Me lo notificaron por la mañana, lo suficientemente temprano como para que yo estuviera todavía en bata. Una bata muy artística, todo hay que decirlo, porque tiene una batista blanca muy fina pintada con flores de un rosa muy claro, con cuello esmoquin y larga hasta el suelo y con un lazo de terciopelo fucsia sobre un corte talle imperio del que nace tanto vuelo que se mueve a partir de ahí la bata con el viento como si fuera un vestido de Jane Austen en una escena en lo alto de la colina; pero en fin, que todavía estaba yo en bata cuando vinieron.

Ellos aparecieron impecables, y tan caballerosos como siempre, y entonces me notificaron que tenía que ir al cuartel. El asunto, no era de personas, sino de animales, pero aún así me puse nerviosa. “¿Puedo ir por la tarde?”, pregunté. “Si claro, no se preocupe, cuando usted pueda.”

Para ordenar las ideas, decidí escribir lo que iba a decir. Me encerré en mi habitación y entonces me di cuenta mientras escribía que nada ocurre aisladamente sino que lo que al final pasa, suele ser una concatenación de sucedidos.

Quiero decir que puede que el orden en el que suceden las cosas, sea lo más importante de la vida, porque los mismos hechos de una tarde, cambiados de orden, hubieran modificado completamente el resultado: si yo hubiera llegado antes a casa, si no hubiera hecho sol ese día, si no hubiera estado en el mar, si hubiera escuchado a los animales pelearse entre ellos. Todo era un condicional, así que al escribir plenamente consciente de la importancia de los detalles, lo conté todo.

Me salieron de las manos tres folios. Después me arreglé y bajé al cuartelillo con cierto nerviosismo pero tranquila por llevarlo todo escrito. Hacía buen día y el cuartel tenía ese frescor donde las voces se adornan con su propio eco por la simplicidad del decorado. No sé por qué esperaba yo una máquina de escribir Lexicon de teclas ruidosas pero tenían un ordenador. En él buscaron la denuncia entre otras bastante más desagradables, hasta que apareció escrita en un cuaderno y entre varias llamadas para efectuar otras diligencias de mayor enjundia, empecé mi declaración. En cuanto describí la escena, la autoridad alzó los ojos y contó mentalmente mis folios, “¿Le importa si los adjunto a la denuncia y usted los firma?”

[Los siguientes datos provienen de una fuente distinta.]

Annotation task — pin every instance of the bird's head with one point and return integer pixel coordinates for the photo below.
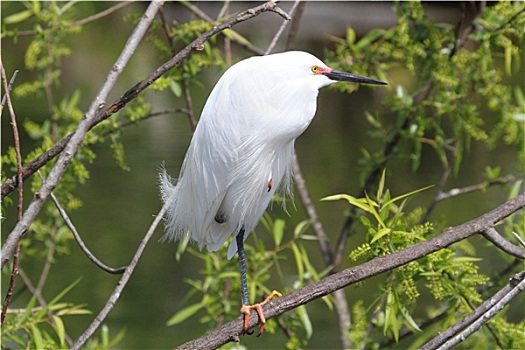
(298, 65)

La verdad, me chafó. Aseguraba Thomas Mann que “sólo es verdaderamente ameno lo que ha sido narrado con absoluta meticulosidad”, pero se le olvidó añadir que para eso hace falta tiempo.

Puede que este tiempo resulte mortalmente aburrido porque no haya tiempo para detenerse en los detalles, como los que salían en mi declaración, la madreselva florecida, el señor que pasa, el calor que hacía fuera y el frío de dentro de la casa, todo lo que escribí y que se archivó porque no hay tiempo para narrar los pormenores, que son lo mejor de la vida, y quién sabe si los que determinan el discurrir de nuestra existencia.